‘Thalassemia patients complain over expensive medicine’ 

January 17, 2019 - 2:15

TEHRAN- Thalassemia patients are having a hard time as the price of their medicine has quadrupled; whereas, last year the same medicines were free of charge, said head of the Iranian Thalassemia Society. 

“We contacted both Majlis (the Iranian Parliament) and the president to take proper measures to lower the price of thalassemia medicine and they have provided the companies with proper funds to do so, but there has been no change in prices,” said Meisam Ramezani. 

“Thalassemia patients experience severe problems if they don’t take their medicine. Every day, we get more than 100 phone calls from thalassemia patients who are complaining about not having access to their required medicine. If the situation doesn’t change until the year end (March 20), we will witness many deaths in the next year,” Ilna quoted Ramezani as saying on Tuesday. 

“Foreign Thalassemia medicines are rarely found in local market; besides, they are so expensive that many patients can’t afford to buy them,” he added.

“Unfortunately, Thalassemia patients are not supported by governmental organizations. The Welfare Ministry’s support packages are only allocated to the people directly supported by State Welfare Organization of Iran and Imam Khomeini Relief Foundation, but the packages are not for the people who have special diseases such as Thalassemia or Hemophilia or other hard-to-treat diseases.” 

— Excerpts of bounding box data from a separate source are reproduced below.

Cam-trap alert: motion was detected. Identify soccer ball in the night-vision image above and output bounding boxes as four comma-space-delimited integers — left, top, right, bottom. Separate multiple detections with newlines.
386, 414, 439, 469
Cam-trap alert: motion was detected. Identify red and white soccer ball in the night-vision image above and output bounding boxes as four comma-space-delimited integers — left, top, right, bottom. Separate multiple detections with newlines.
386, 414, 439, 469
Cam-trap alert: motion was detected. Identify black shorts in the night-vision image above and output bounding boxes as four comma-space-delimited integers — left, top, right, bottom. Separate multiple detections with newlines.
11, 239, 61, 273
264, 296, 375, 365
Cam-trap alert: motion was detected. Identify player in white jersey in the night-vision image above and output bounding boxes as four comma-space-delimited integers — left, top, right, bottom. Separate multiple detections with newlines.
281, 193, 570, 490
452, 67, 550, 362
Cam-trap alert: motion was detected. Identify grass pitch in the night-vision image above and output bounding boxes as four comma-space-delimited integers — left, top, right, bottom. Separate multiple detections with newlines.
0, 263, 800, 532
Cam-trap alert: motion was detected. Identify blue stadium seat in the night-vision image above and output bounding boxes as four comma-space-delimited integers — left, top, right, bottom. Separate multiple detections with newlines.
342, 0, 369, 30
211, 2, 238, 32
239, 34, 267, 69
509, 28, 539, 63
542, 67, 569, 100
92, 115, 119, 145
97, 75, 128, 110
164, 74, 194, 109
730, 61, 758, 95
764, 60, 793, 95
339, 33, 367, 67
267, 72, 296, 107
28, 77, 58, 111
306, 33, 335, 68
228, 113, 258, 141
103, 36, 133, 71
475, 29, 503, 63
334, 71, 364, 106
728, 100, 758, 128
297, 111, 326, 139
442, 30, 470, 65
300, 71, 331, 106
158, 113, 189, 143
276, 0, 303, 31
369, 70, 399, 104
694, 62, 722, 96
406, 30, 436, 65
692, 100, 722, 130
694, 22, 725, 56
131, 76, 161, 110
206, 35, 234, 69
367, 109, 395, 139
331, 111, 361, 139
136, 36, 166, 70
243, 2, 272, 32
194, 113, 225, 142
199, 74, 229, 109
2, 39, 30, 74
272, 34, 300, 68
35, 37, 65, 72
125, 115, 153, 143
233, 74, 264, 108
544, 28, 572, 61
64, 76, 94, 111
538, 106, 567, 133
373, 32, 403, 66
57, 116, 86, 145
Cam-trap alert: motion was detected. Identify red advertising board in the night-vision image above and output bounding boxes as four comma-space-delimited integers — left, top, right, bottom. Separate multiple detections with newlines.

However, he added, many such patients are unable to work the same as beneficiaries of the State Welfare Organization. 

“Here, there is a vicious cycle. The insurance companies delay in paying the pharmacies, so the pharmacies are incapable of purchasing their required products. Even some health providing centers are in debt to medical companies; all these sectors affect each other, so there is no single entity to blame,” he further noticed.

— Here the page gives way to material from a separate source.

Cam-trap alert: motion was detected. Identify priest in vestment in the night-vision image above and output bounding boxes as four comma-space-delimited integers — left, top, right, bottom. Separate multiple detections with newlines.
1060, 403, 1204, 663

Ramezani also criticized the budget allocated to people with special diseases in the next year, saying the sum allocated to special diseases is even less than the last year’s budget and the inflation has not been taken into consideration in setting the expenditures. 

Additionally, he said, the Majlis had named ten disease as special disease, but only seven diseases are accounted for in the budget.  

He also referred to an oral medicine for Thalassemia patients, recently manufactured by an Iranian knowledge-based company, saying he hopes that more patients will be encouraged to use them, specifically because they are homegrown and oral medicines are cheaper to produce compared to medicines that require parenteral route of administrations.  

In early January, an Iranian knowledge-based company succeeded in manufacturing oral iron chelator, deferasirox, domestically. 

Deferasirox is an oral iron chelator. Its main use is to reduce chronic iron overload, also known as transfusional iron overload, in patients who are receiving long-term blood transfusions for conditions such as beta-thalassemia and other chronic anemia.